As some countries begin to ease the lockdown restrictions people are starting to plan and look to the future again. This has inspired us to continue the PACE Careers in Conservation series that illustrates the great range of jobs and many kinds of people that work in conservation and related employment.
The corona virus crisis has created enormous challenges, but we are confident about the future, that Conservation will continue to be a growing and exciting sector all across Africa. Conservation provides an extraordinary range of employment and career opportunities, more than most people realise. The PACE Careers in Conservation module describes different organisations to show the kinds of jobs they provide. It also shares the stories of conservationists from different countries and contexts. We hope their experiences will inform and inspire many of you to consider working in conservation.
Vet, researcher and project manager – Gladys Kalema-Zikusoka, Uganda.
The work of Gladys is especially relevant to the current pandemic. Covid-19 is a zoonotic disease, meaning that it originally passed to humans from animals. Gladys is a wildlife vet. Early in her career with the Uganda Wildlife Authority Gladys observed that the health of local communities, gorillas and livestock was interlinked. She noticed that poor hygiene and sanitation and a lack of immunization was causing disease to pass between wildlife, domesticated animals and people. If everyone had applied the lessons learned by people like Gladys the Corona virus pandemic would never have happened!
Gladys’ interest in animals started when she was young. She belonged to the Wildlife Club at school and as she grew older set up more Wildlife Clubs. She wanted to be a vet and was encouraged by her Mum who had herself been the first women in her profession in Uganda.
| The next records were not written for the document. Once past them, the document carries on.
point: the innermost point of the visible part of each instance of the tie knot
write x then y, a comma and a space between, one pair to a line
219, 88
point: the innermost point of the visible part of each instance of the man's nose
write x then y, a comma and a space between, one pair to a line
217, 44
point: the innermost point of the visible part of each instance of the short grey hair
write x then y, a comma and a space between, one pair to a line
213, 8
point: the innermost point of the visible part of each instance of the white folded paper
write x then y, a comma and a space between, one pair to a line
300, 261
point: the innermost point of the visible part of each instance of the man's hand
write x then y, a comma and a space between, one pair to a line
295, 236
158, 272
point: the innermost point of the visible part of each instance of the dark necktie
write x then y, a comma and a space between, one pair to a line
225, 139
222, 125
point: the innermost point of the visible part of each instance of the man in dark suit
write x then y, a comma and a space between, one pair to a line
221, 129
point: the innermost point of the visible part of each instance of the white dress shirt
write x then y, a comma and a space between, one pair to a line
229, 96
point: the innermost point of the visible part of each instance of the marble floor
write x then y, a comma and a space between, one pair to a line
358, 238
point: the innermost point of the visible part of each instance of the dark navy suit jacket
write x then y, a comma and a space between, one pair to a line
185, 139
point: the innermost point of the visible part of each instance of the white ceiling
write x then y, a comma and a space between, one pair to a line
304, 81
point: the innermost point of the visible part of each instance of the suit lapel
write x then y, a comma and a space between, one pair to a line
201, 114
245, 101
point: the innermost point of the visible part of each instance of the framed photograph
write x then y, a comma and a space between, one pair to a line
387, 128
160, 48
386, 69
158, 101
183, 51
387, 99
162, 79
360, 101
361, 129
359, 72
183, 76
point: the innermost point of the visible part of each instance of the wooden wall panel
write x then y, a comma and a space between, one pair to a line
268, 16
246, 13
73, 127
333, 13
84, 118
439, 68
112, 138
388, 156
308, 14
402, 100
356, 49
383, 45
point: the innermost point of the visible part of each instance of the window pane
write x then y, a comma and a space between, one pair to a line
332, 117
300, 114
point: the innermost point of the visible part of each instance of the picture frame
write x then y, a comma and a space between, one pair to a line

Gladys had support from home but did have to fight stereotypes and discouragement when she chose to work with wildlife in the forest, it wasn’t considered a suitable place for an educated female. Se was determined and became the first wildlife vet in Uganda. After working for the Wildlife Authority she set up an organisation called Conservation through Public Health. It provides health care for people and animals in and around protected areas, and has helped local people set up up income generating projects in areas around national parks. These include producing and marketing Gorilla Conservation Coffee and tourist activities.